La ciudad y los días

25 de agosto 2024 - 03:08

En este agosto de aniversarios importantes en el que se cumplen 125 años del nacimiento de Hitchcock, 100 de la muerte de Conrad o 60 de los estrenos de Goldfinger y Mary Poppins se cumplen también 40 del estreno en salas de una de las más grandes, hermosas y conmovedoras películas de la historia del cine. Un clásico, decisivo en el progreso de un arte a la vez que eternamente joven, desde el día de su estreno.

Es París, Texas de Win Wenders, presentada en Cannes –donde obtuvo la Palma de Oro– en mayo de 1984. Tuvo distribución comercial, tras sortear no pocos problemas, a partir de agosto y se estrenó en España el 1 de noviembre de ese año. Conocíamos a Wenders desde hacía una década a través de El miedo del portero ante el penalti, En el curso del tiempo, Alicia en las ciudades, El amigo americano y El estado de las cosas, que fueron llegando a España a cuentagotas de arte y ensayo y cineclubs. Pero nada hacía presagiar París, Texas. La mayoría de los directores evolucionan película a película depurando y afirmando su estilo. También los hay –muy pocos– que son perfectos, en lo que se refiere a la creación de un mundo y un estilo propios, desde su primera película, como Welles o Fellini. Y los hay que dan un salto tan prodigioso como imprevisible en un momento de su carrera que sorprende incluso a quienes los siguen. Es el caso del Wenders que saltó de El estado de las cosas y la fallida El hombre de Chinatown en 1982 a París, Texas en 1984, quizás guiado por el espíritu de su reverenciado Yasujiro Ozu.

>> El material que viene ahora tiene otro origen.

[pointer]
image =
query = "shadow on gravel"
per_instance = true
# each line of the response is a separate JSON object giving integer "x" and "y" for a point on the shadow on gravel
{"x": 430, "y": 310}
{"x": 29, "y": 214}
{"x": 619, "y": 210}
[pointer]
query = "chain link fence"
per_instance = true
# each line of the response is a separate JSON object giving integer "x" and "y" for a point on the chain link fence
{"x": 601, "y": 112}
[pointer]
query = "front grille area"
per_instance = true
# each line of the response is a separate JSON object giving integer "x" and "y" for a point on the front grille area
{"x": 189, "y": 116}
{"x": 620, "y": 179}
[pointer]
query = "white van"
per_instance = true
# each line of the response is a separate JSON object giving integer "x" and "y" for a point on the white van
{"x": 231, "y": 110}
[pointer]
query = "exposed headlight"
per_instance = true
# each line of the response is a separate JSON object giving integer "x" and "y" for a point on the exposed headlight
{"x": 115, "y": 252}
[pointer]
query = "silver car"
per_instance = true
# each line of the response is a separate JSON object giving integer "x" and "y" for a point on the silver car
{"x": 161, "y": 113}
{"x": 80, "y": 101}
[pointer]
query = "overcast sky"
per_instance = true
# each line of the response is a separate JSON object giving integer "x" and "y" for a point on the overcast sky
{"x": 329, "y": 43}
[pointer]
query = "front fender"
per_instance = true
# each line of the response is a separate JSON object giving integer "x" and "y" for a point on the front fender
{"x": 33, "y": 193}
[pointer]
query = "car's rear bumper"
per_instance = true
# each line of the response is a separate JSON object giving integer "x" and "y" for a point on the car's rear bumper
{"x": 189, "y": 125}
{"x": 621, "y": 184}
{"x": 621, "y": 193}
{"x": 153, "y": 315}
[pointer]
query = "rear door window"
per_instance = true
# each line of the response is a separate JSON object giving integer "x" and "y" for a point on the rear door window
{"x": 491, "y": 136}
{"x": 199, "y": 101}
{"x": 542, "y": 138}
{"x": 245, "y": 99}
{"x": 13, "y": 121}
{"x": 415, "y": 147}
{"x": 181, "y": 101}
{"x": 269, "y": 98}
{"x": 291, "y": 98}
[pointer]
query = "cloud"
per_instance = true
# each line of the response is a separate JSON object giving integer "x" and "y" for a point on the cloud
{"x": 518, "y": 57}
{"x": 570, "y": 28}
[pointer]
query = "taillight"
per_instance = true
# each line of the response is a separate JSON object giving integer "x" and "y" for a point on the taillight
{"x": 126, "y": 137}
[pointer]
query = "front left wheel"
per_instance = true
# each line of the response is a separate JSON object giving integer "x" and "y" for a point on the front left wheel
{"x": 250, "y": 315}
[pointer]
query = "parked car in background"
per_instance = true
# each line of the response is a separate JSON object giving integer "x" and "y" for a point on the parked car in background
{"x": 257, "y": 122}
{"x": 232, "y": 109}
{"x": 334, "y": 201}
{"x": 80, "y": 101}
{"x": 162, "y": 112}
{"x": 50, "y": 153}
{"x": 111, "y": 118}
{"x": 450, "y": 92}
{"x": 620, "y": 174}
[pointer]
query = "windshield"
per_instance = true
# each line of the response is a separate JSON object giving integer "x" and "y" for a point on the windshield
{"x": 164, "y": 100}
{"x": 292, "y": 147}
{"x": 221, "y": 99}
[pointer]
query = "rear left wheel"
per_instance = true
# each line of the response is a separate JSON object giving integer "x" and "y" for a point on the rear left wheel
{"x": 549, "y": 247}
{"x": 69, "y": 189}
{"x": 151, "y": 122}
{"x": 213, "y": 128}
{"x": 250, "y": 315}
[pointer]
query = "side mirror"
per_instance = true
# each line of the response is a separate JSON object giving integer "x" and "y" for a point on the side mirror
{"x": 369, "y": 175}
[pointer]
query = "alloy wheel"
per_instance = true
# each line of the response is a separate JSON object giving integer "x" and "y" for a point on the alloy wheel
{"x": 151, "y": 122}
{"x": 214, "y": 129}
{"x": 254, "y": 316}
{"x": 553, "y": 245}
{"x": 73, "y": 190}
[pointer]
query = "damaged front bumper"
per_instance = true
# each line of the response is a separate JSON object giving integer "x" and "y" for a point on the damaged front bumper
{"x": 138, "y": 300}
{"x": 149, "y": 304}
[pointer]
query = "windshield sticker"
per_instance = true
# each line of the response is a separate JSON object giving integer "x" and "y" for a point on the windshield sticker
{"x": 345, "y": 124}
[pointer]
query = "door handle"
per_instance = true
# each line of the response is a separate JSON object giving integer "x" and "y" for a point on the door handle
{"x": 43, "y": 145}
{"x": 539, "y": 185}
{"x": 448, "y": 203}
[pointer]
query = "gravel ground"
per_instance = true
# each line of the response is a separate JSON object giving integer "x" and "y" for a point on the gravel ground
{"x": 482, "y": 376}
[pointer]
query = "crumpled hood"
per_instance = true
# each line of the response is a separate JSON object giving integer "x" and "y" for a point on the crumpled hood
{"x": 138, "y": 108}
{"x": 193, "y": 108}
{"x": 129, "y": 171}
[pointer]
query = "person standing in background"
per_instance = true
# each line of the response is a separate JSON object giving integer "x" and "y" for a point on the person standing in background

Siempre se ve por primera vez. Siempre emociona –y cada vez más– de una forma diferente. Desde el inicio con la aparición de Harry Dean Stanton vagando por el desierto hasta el final, yéndose tras contemplar desde un aparcamiento desierto el abrazo de Nastassja y su hijo –inicio y final que, sin abuso interpretativo, remiten a los de Centauros del desierto– pasando por la lágrima que cae por su rostro cuando se reencuentra con su hermano o la conversación en el locutorio entre Harry y Nastassja separados por un cristal en un sórdido peep show, la película es uno de esos milagros de creatividad, emoción, ternura, humanidad y grandísimo cine que solo se producen cuando los talentos de un director, un guionista, unos actores, un director de fotografía y un músico convergen en un momento sagrado de la historia del cine.